Roselli identified the CIA project officer, in charge of the Castro assassination, as "Big Jim" O'Connell. Maheu put Roselli in contact with O'Connell, as Roselli remembers it, in New York City on September 14, 1960.
Thereafter, Roselli flew to Miami and recruited the assassination squads. At first, they plotted to poison Castro. Poison pellets were supplied by the CIA. They were delivered to the plotters in a Miami hotel room, according to Roselli, by Maheu. He dramatically opened his briefcase, revealing $10,000 in cash and the fatal pellets.
The money was distributed to the Cuban plotters.
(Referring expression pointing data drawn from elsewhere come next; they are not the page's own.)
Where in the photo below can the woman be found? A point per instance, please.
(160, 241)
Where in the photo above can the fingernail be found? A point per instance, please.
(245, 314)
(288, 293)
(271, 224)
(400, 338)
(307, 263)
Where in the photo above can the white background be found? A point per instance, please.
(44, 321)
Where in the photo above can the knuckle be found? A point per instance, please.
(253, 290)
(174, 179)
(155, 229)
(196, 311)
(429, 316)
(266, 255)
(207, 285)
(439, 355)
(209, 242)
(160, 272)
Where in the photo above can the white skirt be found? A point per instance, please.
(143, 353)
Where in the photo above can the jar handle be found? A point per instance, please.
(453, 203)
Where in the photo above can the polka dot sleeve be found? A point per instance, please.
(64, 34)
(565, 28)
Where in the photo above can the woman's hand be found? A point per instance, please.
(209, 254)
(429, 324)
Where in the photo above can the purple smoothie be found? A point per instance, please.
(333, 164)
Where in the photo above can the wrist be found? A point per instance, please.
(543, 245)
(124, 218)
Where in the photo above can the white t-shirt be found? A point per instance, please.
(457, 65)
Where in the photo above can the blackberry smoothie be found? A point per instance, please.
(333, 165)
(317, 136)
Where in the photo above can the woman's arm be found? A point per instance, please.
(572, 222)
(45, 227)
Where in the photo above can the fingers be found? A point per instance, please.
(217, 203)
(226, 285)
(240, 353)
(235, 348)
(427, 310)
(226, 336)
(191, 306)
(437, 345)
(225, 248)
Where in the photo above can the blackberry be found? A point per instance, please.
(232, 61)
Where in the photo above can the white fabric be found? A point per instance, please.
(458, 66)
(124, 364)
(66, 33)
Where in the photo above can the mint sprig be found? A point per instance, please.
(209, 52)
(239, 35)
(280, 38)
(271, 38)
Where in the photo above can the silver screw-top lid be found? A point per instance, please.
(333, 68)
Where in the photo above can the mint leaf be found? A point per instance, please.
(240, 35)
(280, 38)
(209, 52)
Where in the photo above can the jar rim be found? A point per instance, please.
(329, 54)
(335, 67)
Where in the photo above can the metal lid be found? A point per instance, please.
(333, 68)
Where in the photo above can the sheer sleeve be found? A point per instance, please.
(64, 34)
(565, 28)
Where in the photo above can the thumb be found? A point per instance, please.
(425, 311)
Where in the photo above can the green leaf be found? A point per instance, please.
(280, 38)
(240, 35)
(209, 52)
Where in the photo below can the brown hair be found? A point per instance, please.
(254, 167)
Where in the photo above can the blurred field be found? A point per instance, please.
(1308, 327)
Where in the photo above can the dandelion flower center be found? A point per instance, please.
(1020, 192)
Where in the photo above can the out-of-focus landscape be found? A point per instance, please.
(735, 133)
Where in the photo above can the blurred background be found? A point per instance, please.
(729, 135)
Roselli swore he never took any money from the CIA, except for some incidental expenses. He paid the big expenses, he said, out of his own pocket.
The poison pills were supposed to take three days to work. Supposedly, this would give the poison time to work its way out of Castro's system before he died, and his death would be attributed to natural causes.
Roselli never found out what happened to the plotters or the pellets. But they tried again later with a stronger dose of poison. Not long afterward, reports reached them that Castro was desperately ill. Roselli doesn't know whether the illness was caused by the poison or a virus. But Castro survived, and the plotters apparently did not.
Roselli said he also picked up intelligence, which he submitted to the CIA both during the Bay of Pigs planning and the later Cuban missile crisis. After the Bay of Pigs, Roselli said, Maheu was cut out of the plot. Thereafter, Roselli reported to a CIA agent named William Harvey.